A joint report by Recorded Future and Rapid7 has accused APT10 of infiltrating the network of Norwegian cloud computing company Visma.

According to Visma, its IT security staff detected the intrusion promptly. Although the incident did not affect any of Visma’s clients’ systems, it “could have been catastrophic” had it not been identified early.

Visma is one of the largest cloud service providers in Europe.
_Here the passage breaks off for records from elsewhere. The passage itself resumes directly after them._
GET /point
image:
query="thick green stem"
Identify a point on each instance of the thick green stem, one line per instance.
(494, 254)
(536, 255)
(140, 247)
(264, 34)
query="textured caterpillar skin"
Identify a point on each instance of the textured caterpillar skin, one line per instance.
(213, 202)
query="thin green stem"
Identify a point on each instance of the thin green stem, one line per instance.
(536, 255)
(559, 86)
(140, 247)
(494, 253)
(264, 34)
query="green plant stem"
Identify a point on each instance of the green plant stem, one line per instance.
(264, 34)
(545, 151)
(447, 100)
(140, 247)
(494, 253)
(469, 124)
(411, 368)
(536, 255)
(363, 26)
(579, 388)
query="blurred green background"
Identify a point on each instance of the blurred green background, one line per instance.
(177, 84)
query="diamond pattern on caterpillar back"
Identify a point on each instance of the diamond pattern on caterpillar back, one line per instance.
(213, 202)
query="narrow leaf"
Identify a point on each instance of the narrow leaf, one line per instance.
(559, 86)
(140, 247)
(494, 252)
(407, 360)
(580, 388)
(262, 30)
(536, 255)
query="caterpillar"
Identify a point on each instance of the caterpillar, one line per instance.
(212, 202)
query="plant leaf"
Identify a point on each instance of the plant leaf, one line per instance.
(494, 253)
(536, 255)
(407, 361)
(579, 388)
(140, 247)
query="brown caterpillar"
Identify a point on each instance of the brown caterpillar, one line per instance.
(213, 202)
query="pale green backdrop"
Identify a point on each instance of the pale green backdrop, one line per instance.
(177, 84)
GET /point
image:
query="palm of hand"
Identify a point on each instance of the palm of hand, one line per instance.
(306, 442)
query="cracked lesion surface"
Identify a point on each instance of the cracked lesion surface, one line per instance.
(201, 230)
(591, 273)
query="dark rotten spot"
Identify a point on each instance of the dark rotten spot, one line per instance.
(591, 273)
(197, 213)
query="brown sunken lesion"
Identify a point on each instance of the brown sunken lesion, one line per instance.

The firm offers online HR, accounting, and other software to over 900,000 customers across Scandinavia and other regions of Europe.

The attacks are believed to be a part of a global hacking campaign, codenamed Operation Cloudhopper, that started in 2017 and mainly targets cloud service providers.

In December 2018, the NCSC assessed with the highest level of probability that a group known as APT 10 acted on behalf of the Chinese Ministry of State Security to carry out a malicious cyber campaign targeting intellectual property and sensitive commercial data in Europe, Asia and the US.

APT10 (also known as Stone Panda, MenuPass and Red Apollo) is a threat actor known to have been active since at least 2009. Since then it has targeted healthcare, defence, aerospace, government, heavy industry/mining, Managed Service Providers (MSPs) and IT industries, among many other sectors, for the likely purpose of intellectual property theft.